The tool chain developed in the project showed that the predictive control algorithms developed by RWTH Aachen University can achieve energy savings of up to 32 percent. In addition, it was possible to avoid downtimes at red traffic lights. Data from V2X communication (vehicle-to-everything) and from the cloud were used for energy-efficient journeys with as few traffic light stops as possible. The trips were carried out on a virtual circuit through the city of Paderborn. dSpace was the consortium leader of the research project.

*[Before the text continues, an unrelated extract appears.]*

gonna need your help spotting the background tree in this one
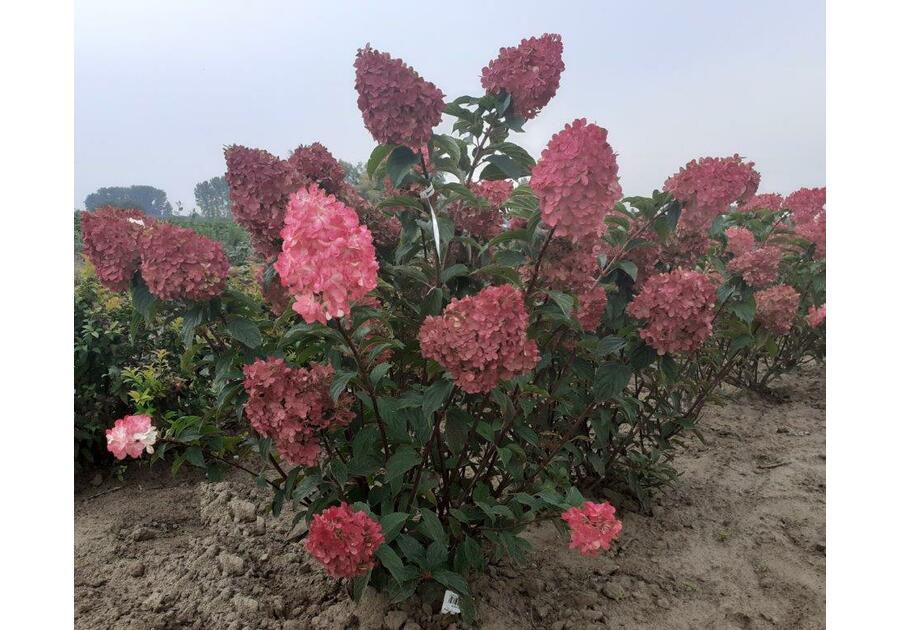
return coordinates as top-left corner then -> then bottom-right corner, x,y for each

In contrast to the previous control system for hybrid drives, which was primarily based on vehicle-internal information, Hy-Nets included data from V2X communication between individual vehicles or the traffic infrastructure. By taking this information into account, the project was able to identify new approaches to increasing efficiency. This included forward-looking energy management, new autonomous driving functions and communication between vehicles and traffic infrastructure. The digitalisation of mobility thus opens up promising new possibilities for reducing fuel consumption and emissions in all thematic areas, for example by designing future hybrid drives to meet the needs of the future.

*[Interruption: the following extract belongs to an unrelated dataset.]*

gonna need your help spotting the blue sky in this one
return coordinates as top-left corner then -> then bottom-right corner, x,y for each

In order to investigate the interaction of real hardware and software of the hybrid drive with complex traffic scenarios, a combustion engine with an electric motor from Denso was set up as a prototype of a hybrid engine and installed in the test field of RWTH Aachen University. There, it was coupled with a powerful dSpace simulator, on which the vehicle model and the immediate vehicle environment of the hybrid vehicle are mapped in detail. The traffic flow and the entire V2X communication were simulated using the Veins simulator from the University of Paderborn. This made it possible to move the hybrid vehicle in complex simulated driving scenarios based on traffic data from the city of Paderborn and data from IGH for traffic signal control.
According to experts, the project shows that individual traffic can be made much more efficient and environmentally friendly by linking digital applications. With the resulting tool chain, more fuel-efficient hybrid drives can now be developed. In addition, the participants in the project were able to gain insights into how the traffic flow can be optimized by V2X connectivity of as many systems as possible.